Acceptance > Affection > Attention
If only we could put our feet in the shoes of another person, to know what it feels like and to know what they may need. What a difference that might make in our life and our relationships!
When it comes to our children, we all desire to give them what they need to do well in life – but what is it that our kids need? What kind of environment can we create that both enhances our kids’ experience of home, but more importantly, creates an atmosphere that allows our kids to grow, mature and become the best version of themselves?
As parents we are not just caretakers and providers of food and lodging, nor are we policemen trying to keep our kids under control in a hostile world. Although it may seem at times that is exactly what we are! We are far more than that… we are atmosphere shapers.
The good news is we have the freedom and ability to create a place in which our kids can thrive. There are three main components to this environment. Acceptance, Affection and Attention. Or put another way…Our kids need acceptance, thrive with affection, and crave attention
One of the biggest challenges for parents is raising kids that are full of obvious imperfections!! We tend to give acceptance based on their performance or lack of perfection… but kids thrive, and of course, perform far better when acceptance is given not earned.
I love what New York writer David Brooks has to say on this:
“Parents desperately want happiness for their children and naturally want to steer them toward success in every way they can,” Brooks wrote. “But the pressures of the meritocracy can sometimes put this love on a false basis. The meritocracy is based on earned success. It is based on talent and achievement. But parental love is supposed to be oblivious to achievement. It’s meant to be an unconditional support — a gift that cannot be bought and cannot be earned.”
Acceptance is a real, discernible feeling that your kids get from you, and it has a powerful effect on the psyche of your child - or any child for that matter. As much as acceptance creates a certain type of atmosphere, the absence of acceptance also creates its own atmosphere.

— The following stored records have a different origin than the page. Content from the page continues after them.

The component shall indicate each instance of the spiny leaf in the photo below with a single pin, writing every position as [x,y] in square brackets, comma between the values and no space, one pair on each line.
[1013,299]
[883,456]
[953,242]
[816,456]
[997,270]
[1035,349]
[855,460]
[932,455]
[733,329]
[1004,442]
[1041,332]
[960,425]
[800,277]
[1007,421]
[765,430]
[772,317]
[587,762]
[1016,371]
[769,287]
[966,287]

Accept rather than expect! High acceptance produces confident kids, however, high expectation without acceptance produces nervous, fearful kids that sometimes look to other places to get the acceptance they so desperately need. If your kids know you accept them, the dynamic in your relationship changes immediately.
In addition to an environment of acceptance, kids thrive in a place where there is lots of affection.

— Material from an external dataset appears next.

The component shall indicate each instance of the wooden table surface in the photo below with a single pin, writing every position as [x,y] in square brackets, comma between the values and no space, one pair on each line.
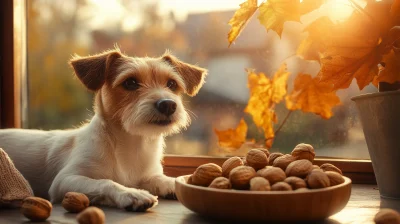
[363,205]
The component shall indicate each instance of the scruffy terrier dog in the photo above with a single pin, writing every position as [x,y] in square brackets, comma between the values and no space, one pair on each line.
[115,159]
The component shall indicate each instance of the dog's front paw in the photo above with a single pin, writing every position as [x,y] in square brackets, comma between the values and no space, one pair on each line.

“Most parents do not realize how important it is for their teenager to be able to come to them and have his emotional tank refilled.” (How to Really love your teenager: Ross Campbell M.D. Victor Books 1982)

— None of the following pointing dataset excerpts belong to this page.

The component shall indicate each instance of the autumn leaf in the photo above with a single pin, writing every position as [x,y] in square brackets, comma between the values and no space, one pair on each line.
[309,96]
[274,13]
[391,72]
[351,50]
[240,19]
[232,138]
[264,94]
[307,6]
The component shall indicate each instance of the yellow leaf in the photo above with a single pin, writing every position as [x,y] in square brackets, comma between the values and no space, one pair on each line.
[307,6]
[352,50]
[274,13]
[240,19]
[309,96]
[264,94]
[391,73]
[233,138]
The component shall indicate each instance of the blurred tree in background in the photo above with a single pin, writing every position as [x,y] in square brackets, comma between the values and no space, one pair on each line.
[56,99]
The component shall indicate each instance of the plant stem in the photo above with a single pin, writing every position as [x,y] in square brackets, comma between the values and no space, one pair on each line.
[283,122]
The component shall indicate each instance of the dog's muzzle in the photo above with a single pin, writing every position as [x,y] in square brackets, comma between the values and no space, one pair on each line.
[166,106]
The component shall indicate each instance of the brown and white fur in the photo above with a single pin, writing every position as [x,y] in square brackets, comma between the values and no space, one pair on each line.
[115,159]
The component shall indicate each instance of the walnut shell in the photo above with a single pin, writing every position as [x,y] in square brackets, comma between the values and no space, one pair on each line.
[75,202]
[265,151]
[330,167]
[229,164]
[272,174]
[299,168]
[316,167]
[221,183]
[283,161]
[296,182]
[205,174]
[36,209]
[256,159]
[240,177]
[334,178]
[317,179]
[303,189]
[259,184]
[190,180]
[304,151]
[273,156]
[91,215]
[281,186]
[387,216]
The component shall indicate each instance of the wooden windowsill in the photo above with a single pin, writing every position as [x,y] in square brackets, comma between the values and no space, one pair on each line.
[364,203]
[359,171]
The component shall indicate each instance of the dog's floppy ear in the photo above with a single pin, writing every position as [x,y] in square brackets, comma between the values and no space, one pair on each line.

Affection is what kids thrive on. A parent who expresses affection daily to a child or a teenager will almost guarantee a thriving child. Affection gives them the fuel they need to succeed in life. Studies in parent-child relationships bear this out:
Many studies have shown that warmth in the parent-child relationship is related to positive outcomes for children. Higher self-esteem, better parent-child communication, and fewer psychological and behaviour problems have been linked to warmth and affection between parent and child. Parental warmth and affection is also positively related to adolescent academic competence and negatively related to teen pregnancy and associations with deviant peers. Parental warmth is even found to encourage children’s use of social support and proactive, problem-focused coping styles. Conversely, receiving insufficient levels of parental support can foster feelings of alienation, expressions of hostility and aggression, diminished self-esteem, and antisocial and risk behaviours. (Child trends.com)
Affection is expressed in two primary forms: physical and verbal. The power of touch is undeniable yet still way under utilized. To give constant and regular, appropriate physical affection will build a child that is secure and confident.
The simple impact of giving attention to a child is undeniable. When my wife and I were spending some time with parents at a ‘Parenting’ group recently, one of the parents told us this story. The father was with their son hanging out. The son asked the dad to look at him. At the time the father was ‘watching’ his phone checking social media. The son kept asking…”look at me dad, look at me”. The dad replied several times and said I’m watching, I’m watching (while not taking his eyes of his phone). The boy then grapsed his dad’s face in his hands and forced his dad to look at him and said: “With your eyes dad, look at me with your eyes!”
This simple encounter with his son changed the father’s perspective on how to ‘spend time’ with his boy. He is now fully engaged and really ‘seeing’ his son and giving him the actual attention he craves and needs.
With the rapid increase of mobile devices, two income families, busier work schedules and pressure, computers and work being taken home and the lack of boundary between home and work there is a crisis of “attention deficit” between parents and kids. All they need is some attention and the encounter that it produces and you will have happier, more relaxed children who crave less attention from things that may do them harm!
So maybe its time to give your child one of the ‘A’s! It’s in your power to give it and it will make a huge difference to their day and to their future!